Fixes the "TEMPLATE_DIRS setting must be a tuple" error when running python manage.py from the DJANGO version >= 1.6. Replacing in web/web/settings.py

TEMPLATE_DIRS = (
    "templates"
)

becomes

TEMPLATE_DIRS = (
    ("templates"),
)

For this, we recommend supervisor usage.

Install supervisor

sudo apt-get install supervisor

Edit /etc/supervisor/conf.d/cuckoo.conf , like

[program:cuckoo]
command=python cuckoo.py
directory=/home/cuckoo
User=cuckoo

[program:cuckoo-api]
command=python api.py
directory=/home/cuckoo/utils
user=cuckoo

Reload supervisor

sudo supervisorctl reload

As you probably have already noticed, iptables rules don't stay there after a reboot.

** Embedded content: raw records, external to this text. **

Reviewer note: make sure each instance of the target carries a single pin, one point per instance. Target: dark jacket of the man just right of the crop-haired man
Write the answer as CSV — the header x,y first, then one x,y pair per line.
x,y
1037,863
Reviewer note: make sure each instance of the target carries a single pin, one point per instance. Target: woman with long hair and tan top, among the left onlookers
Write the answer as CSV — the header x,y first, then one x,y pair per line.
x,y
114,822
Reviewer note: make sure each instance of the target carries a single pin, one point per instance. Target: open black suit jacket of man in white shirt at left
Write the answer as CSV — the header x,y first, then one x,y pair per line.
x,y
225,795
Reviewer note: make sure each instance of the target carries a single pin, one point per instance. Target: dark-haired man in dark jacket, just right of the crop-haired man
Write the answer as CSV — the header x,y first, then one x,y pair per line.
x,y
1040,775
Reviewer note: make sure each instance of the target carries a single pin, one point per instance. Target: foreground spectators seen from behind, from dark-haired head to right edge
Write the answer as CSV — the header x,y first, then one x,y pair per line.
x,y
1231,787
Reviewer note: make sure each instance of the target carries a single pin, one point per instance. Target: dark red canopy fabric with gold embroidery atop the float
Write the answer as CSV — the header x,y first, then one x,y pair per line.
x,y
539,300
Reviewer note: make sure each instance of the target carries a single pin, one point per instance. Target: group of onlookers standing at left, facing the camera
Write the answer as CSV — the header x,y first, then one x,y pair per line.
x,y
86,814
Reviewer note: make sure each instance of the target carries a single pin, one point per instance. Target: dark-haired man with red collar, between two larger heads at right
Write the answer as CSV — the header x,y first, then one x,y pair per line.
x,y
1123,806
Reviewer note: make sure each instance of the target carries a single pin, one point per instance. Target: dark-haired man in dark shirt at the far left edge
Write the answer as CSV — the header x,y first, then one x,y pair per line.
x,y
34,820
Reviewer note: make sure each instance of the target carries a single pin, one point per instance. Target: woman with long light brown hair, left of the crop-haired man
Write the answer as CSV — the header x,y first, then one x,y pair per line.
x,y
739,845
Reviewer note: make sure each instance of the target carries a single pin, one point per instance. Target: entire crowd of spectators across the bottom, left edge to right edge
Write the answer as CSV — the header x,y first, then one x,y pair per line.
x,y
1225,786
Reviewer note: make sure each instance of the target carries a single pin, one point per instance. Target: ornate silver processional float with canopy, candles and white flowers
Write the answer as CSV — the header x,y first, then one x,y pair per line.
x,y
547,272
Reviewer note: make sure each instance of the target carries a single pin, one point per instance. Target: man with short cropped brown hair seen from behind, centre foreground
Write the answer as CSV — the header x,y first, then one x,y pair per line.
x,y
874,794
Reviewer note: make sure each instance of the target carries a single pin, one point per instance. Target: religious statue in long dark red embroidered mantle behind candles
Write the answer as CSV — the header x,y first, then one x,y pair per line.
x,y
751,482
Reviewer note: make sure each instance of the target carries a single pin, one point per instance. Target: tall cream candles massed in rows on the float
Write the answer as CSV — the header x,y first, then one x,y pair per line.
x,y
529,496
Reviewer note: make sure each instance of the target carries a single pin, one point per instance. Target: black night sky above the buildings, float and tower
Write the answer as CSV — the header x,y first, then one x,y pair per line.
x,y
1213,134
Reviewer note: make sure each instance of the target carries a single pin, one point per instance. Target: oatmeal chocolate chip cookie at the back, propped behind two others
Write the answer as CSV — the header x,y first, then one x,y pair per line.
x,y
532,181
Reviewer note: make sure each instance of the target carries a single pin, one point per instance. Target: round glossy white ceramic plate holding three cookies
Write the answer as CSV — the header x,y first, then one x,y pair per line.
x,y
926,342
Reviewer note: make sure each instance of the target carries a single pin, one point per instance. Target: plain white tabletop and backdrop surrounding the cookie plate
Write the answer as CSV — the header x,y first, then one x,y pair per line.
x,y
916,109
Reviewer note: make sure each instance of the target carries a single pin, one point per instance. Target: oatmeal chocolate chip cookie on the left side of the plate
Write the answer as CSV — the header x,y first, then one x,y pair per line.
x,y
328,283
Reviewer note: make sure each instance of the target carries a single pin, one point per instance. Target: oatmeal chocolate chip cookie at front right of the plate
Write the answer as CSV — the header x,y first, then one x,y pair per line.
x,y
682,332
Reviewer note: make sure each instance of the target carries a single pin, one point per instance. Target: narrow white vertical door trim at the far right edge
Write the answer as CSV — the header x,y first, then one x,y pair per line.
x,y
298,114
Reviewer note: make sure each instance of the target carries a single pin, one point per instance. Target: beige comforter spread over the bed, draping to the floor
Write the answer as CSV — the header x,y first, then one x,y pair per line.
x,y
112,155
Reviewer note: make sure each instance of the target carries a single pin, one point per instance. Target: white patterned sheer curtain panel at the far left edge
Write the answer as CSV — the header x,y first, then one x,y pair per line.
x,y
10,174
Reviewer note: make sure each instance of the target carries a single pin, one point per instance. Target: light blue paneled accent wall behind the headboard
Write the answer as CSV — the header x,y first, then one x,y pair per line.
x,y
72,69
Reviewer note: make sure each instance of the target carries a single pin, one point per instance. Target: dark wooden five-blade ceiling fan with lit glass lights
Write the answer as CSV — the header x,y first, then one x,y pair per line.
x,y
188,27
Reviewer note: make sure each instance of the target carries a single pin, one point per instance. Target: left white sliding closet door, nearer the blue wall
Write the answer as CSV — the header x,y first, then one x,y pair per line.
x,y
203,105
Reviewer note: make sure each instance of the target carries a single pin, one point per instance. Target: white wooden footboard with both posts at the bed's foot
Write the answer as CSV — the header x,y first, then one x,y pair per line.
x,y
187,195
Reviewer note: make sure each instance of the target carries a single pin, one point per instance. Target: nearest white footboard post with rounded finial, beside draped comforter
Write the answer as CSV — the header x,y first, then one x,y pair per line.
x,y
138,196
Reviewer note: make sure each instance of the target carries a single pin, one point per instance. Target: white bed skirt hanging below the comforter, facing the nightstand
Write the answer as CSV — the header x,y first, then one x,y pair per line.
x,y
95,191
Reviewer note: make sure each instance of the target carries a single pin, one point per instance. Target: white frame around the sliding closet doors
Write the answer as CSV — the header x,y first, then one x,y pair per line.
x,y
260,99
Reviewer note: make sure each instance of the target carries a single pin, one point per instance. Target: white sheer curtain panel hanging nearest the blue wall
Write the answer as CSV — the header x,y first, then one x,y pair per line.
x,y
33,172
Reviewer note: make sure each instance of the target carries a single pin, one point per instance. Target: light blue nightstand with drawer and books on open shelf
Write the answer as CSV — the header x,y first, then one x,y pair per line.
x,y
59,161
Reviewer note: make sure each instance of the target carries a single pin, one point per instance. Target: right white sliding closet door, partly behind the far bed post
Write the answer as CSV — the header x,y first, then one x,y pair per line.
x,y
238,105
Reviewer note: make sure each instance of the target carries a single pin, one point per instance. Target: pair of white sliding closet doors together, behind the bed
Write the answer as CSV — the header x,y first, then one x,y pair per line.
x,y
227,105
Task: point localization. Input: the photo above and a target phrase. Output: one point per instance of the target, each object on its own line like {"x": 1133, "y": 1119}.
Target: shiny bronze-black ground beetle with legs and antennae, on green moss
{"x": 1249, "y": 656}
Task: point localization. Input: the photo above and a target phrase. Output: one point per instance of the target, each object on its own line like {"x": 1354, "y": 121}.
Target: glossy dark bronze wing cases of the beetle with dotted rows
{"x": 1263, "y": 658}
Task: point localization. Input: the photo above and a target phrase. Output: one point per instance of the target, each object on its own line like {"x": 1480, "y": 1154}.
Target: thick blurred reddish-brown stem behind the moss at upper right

If you want to make them persistent, we recommend iptables-save & iptables-restore

iptables-save > your_custom_iptables_rules
iptables-restore < your_custom_iptables_rules

You may want to read:

• Remote - Enabling remote administration of VMS and VBox
• OVA - Working with OVA images
• Antivm How to deal with malware that has VM detection techniques
• VMcloak VMCloak - Cuckoo windows virtual machines management

• Improve documentation

This project is licensed as GPL3+ as you can see in "LICENSE" file. All pull requests are welcome, having in mind that:

• The scripting style must be compliant with the current one
• New features must be in sepparate branches (way better if it's git-flow =) )
• Please, check that it works correctly before submitting a PR.

We'd probably be answering to PRs in a 7-14 day period, please be patient.